I had taken the mother because I didn't want to hurt her - I never want to hurt them, but I have to. I have to because she doesn't come for them. She doesn't come for me. Each time I take one of them, each time I kill, I wait for my Anna to find me. But she fails me - and them - every time. "Please," the woman pleads again, "Just let me go. Let me go to my baby." I don't want to feel the way I do when they beg. I want no part of the surge of satisfaction I get when they cry.
Anna, where are you?
"Please, just let me go. I won’t tell anyone who you are, I won’t say anything, just let me go to my son!" My brain hammers against my skull and blood pulses at my temple. My hand twitches for the knife in my pocket, and she shuts her mouth when she sees the action. I see that she's chewed her lips to the point of bleeding, and I have the almost overwhelming urge to fix her a glass of warm milk and comfort her. Only the combating urge to watch the blood run down her pretty white skin keeps me from going near her. The mobile phone on the bedside table rings sharply, and I smile when I see the contact on the screen.
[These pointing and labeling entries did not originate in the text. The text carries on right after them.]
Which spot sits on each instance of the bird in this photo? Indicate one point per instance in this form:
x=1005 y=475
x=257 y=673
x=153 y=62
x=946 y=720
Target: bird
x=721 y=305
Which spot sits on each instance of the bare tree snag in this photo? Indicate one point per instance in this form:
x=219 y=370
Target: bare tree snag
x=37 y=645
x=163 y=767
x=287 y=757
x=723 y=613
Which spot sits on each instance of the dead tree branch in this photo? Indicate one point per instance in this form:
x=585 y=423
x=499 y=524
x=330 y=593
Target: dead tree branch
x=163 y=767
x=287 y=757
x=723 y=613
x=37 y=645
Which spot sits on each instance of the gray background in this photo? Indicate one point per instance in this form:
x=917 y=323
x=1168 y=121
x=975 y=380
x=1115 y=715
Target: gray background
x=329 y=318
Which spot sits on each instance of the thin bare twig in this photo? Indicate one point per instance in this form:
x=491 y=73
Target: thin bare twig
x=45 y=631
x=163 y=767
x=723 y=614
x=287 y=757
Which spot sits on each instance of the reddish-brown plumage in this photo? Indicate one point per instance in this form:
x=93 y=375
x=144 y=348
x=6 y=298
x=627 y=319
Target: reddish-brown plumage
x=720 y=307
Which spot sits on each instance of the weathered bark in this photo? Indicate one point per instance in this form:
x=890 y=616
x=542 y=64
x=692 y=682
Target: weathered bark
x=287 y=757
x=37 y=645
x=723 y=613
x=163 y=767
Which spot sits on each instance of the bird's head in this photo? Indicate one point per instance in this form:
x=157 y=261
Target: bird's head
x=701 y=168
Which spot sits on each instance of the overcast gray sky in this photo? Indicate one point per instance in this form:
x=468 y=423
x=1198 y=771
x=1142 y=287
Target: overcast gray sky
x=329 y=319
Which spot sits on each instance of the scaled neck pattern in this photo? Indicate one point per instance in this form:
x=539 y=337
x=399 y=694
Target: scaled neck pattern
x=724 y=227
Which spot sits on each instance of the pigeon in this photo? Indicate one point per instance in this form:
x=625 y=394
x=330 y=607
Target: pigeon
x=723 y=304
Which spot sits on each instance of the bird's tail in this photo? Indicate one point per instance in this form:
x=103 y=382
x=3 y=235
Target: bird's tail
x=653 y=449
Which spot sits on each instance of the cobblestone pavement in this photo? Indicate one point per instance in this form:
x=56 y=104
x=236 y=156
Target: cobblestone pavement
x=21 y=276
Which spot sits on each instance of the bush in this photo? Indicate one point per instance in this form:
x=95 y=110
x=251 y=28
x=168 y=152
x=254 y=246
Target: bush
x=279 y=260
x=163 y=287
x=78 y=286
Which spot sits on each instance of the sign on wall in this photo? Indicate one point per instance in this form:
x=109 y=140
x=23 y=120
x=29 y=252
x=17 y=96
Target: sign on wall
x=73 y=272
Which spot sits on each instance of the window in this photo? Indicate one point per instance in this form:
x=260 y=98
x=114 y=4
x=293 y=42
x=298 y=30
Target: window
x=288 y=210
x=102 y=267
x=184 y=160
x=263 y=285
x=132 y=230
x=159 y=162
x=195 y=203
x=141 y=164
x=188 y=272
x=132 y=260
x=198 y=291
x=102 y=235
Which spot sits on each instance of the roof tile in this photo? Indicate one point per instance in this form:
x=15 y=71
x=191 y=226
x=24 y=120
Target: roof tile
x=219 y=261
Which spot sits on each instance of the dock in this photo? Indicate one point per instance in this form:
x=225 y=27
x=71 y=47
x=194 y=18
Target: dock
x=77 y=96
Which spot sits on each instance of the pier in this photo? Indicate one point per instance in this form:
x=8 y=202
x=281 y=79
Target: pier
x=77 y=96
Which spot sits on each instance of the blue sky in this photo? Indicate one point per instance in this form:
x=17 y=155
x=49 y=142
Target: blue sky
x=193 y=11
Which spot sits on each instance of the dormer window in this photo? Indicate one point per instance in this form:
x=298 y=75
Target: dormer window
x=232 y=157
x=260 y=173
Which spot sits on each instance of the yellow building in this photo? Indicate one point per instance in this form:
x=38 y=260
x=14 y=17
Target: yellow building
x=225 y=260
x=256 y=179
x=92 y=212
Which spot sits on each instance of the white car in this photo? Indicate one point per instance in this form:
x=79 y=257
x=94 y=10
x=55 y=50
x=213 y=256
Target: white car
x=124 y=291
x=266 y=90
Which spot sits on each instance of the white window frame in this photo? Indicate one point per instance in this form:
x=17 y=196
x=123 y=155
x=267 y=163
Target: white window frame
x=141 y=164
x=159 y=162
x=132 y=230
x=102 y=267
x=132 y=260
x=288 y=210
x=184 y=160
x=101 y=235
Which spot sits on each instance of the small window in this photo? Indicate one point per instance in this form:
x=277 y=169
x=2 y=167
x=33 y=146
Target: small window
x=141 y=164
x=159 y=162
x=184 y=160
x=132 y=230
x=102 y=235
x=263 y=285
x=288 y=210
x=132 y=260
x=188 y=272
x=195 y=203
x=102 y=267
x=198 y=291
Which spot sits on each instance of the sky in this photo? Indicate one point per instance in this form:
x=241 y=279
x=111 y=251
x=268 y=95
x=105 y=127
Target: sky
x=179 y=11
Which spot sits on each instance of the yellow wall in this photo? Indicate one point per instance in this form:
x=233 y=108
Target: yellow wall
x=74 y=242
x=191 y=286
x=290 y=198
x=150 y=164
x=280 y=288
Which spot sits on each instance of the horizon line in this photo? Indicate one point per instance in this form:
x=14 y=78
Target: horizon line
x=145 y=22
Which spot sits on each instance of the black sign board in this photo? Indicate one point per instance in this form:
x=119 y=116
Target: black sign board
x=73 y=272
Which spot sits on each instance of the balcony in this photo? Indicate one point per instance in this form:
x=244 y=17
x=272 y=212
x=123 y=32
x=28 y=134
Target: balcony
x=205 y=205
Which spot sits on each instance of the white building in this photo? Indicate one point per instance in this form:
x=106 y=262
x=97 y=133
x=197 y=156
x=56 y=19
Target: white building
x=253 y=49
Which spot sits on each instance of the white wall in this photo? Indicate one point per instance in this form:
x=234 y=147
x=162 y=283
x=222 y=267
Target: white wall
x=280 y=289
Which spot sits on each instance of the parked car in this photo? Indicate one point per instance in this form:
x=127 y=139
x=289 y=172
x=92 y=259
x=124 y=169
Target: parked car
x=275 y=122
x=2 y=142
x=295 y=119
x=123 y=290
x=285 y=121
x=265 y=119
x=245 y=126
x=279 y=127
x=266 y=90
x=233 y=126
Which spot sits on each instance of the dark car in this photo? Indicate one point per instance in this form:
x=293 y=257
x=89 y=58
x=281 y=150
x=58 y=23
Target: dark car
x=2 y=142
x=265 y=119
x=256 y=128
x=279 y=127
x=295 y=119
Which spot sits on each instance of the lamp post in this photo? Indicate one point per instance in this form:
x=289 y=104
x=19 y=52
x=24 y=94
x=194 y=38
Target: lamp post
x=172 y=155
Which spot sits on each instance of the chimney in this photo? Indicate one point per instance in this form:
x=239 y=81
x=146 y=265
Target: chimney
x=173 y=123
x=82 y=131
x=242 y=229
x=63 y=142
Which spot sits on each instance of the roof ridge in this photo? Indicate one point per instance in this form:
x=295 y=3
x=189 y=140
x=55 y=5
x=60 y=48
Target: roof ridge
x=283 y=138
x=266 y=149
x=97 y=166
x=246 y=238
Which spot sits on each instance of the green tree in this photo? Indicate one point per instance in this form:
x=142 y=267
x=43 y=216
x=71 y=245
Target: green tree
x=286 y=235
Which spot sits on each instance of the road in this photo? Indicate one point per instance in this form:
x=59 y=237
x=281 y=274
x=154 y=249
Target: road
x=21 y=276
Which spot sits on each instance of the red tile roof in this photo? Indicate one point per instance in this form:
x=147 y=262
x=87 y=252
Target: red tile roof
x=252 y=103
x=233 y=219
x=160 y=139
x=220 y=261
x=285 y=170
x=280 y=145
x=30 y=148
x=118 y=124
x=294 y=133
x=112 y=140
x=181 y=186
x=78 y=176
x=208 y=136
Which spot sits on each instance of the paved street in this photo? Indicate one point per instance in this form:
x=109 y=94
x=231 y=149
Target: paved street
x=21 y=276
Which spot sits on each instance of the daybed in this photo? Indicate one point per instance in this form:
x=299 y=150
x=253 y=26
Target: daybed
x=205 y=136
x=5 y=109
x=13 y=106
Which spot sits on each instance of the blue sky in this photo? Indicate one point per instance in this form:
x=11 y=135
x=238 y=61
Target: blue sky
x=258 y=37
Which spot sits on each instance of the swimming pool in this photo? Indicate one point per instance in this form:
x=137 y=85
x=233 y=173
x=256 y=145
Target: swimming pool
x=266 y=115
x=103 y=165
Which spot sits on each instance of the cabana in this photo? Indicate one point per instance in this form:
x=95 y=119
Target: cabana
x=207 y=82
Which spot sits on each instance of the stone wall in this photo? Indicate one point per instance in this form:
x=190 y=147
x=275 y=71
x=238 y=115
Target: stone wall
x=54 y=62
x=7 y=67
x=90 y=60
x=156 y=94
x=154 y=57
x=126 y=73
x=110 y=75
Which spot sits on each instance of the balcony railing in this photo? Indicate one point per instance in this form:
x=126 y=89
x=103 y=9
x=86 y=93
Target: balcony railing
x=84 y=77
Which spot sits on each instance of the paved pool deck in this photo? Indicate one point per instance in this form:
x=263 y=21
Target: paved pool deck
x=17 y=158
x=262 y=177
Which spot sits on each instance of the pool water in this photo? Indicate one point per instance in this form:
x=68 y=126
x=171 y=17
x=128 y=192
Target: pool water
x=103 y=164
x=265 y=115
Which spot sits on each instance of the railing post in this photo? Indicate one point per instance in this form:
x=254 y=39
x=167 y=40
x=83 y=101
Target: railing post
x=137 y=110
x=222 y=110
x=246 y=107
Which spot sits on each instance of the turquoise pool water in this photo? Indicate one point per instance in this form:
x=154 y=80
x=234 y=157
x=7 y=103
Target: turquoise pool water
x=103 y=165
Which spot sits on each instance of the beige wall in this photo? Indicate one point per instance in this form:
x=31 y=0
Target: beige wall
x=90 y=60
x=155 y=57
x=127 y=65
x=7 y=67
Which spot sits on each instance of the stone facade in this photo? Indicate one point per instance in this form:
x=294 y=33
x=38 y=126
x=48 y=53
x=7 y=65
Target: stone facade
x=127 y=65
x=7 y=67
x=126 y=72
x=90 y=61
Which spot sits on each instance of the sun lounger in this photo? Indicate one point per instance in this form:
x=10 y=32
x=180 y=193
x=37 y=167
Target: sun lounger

A photo of my Anna Lee blazes across the screen. I had taken that one at a press conference she'd held after my third family. She looked lovely and put together and confident. I've watched every one of her press conferences since then. I love to watch the hope leave those clear brown eyes, even as i pray that this will be the last one. Catch me, Annie, I pray. Save me. I step into the small hotel bathroom and answer the call. "Annie." The sound of her voice when she answers sends a shiver of calm through my body. "Yes," she says carefully. "That's my name. Do you feel like telling me yours? Because there are a whole lot of people who are just dying to know." I feel her wince through the phone at her choice of phrasing and laugh quietly.

"Oh, Annie. You know I can't tell you that. That would be too easy."

"Alright, you don't have to tell me," she soothes. "I just wanted to say thank you. For the boy, I mean. Thank you for not hurting him."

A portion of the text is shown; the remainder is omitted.